How to view topics in LDA topic model in Gensim

In this recipe, we will first create an LDA model using the gensim library in python and then learn the steps to view the topics in the model.

Recipe Objective: How to view topics in the LDA topic model in Gensim?

First, create or load an LDA model as we did in the previous recipe by following the steps given below-

#importing required libraries
import re
import numpy as np
import pandas as pd
from pprint import pprint
import gensim
import gensim.corpora as corpora
from gensim.utils import simple_preprocess
from nltk.corpus import stopwords
from gensim.models import CoherenceModel
import spacy
import pyLDAvis
import pyLDAvis.gensim_models
import matplotlib.pyplot as plt
import nltk
import spacy
nltk.download('stopwords')
nlp=spacy.load('en_core_web_sm',disable=['parser', 'ner'])

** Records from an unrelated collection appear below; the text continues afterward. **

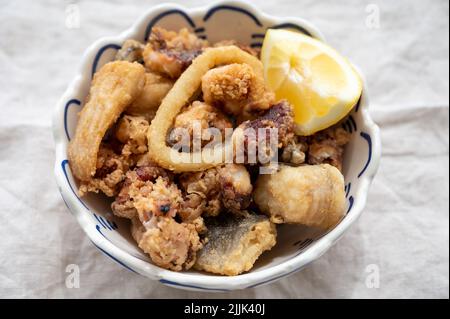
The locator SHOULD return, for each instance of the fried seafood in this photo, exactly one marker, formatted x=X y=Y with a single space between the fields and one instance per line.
x=170 y=53
x=249 y=141
x=295 y=151
x=132 y=132
x=147 y=103
x=174 y=101
x=328 y=147
x=130 y=51
x=171 y=245
x=235 y=243
x=113 y=88
x=181 y=135
x=324 y=147
x=237 y=89
x=253 y=51
x=191 y=124
x=214 y=190
x=311 y=195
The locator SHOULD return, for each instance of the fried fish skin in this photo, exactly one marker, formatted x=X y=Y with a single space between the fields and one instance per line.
x=234 y=243
x=312 y=195
x=113 y=88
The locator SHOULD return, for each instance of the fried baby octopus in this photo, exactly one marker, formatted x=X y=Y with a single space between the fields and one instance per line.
x=212 y=215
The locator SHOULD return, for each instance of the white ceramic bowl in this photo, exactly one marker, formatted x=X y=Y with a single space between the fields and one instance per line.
x=296 y=246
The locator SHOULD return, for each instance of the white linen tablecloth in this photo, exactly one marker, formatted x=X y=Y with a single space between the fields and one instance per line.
x=404 y=230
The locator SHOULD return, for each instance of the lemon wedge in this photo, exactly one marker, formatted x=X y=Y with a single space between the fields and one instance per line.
x=321 y=84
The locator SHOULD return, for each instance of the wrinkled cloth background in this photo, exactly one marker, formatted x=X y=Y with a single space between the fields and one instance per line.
x=404 y=230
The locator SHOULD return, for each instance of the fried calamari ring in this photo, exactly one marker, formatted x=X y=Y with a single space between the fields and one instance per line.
x=113 y=88
x=183 y=89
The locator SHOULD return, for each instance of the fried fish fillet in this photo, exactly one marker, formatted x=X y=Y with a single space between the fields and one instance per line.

#importing the Stopwords to use them
stop_words = stopwords.words('english')
stop_words.extend(['from', 'subject', 're', 'edu', 'use','for'])

#downloading the data
from sklearn.datasets import fetch_20newsgroups
newsgroups_train = fetch_20newsgroups(subset='train')
data = newsgroups_train.data
data = [re.sub('\S*@\S*\s?', '', sent) for sent in data]
data = [re.sub('\s+', ' ', sent) for sent in data]
data = [re.sub("\'", "", sent) for sent in data]

#cleaning the text
def tokeniz(sentences):
  for sentence in sentences:
   yield(gensim.utils.simple_preprocess(str(sentence), deacc=True))
processed_data = list(tokeniz(data))

#Building Bigram & Trigram Models
bigram = gensim.models.Phrases(processed_data, min_count=5, threshold=100)
trigram = gensim.models.Phrases(bigram[processed_data], threshold=100)
bigram_mod = gensim.models.phrases.Phraser(bigram)
trigram_mod = gensim.models.phrases.Phraser(trigram)

#function to filter out stopwords
def remove_stopwords(texts):
  return [[word for word in simple_preprocess(str(doc)) if word not in stop_words] for doc in texts]

#function to create bigrams
def create_bigrams(texts):
  return [bigram_mod[doc] for doc in texts]

#function to create trigrams
def create_trigrams(texts):
  [trigram_mod[bigram_mod[doc]] for doc in texts]

#function for lemmatization
def lemmatize(texts, allowed_postags=['NOUN', 'ADJ', 'VERB']):
  texts_op = []
  for sent in texts:
   doc = nlp(" ".join(sent))
   texts_op.append([token.lemma_ for token in doc if token.pos_ in allowed_postags])
  return texts_op

#removing stopwords, creating bigrams and lemmatizing the text
data_wo_stopwords = remove_stopwords(processed_data)
data_bigrams = create_bigrams(data_wo_stopwords)
data_lemmatized = lemmatize(data_bigrams, allowed_postags=[ 'NOUN', 'ADJ', 'VERB'])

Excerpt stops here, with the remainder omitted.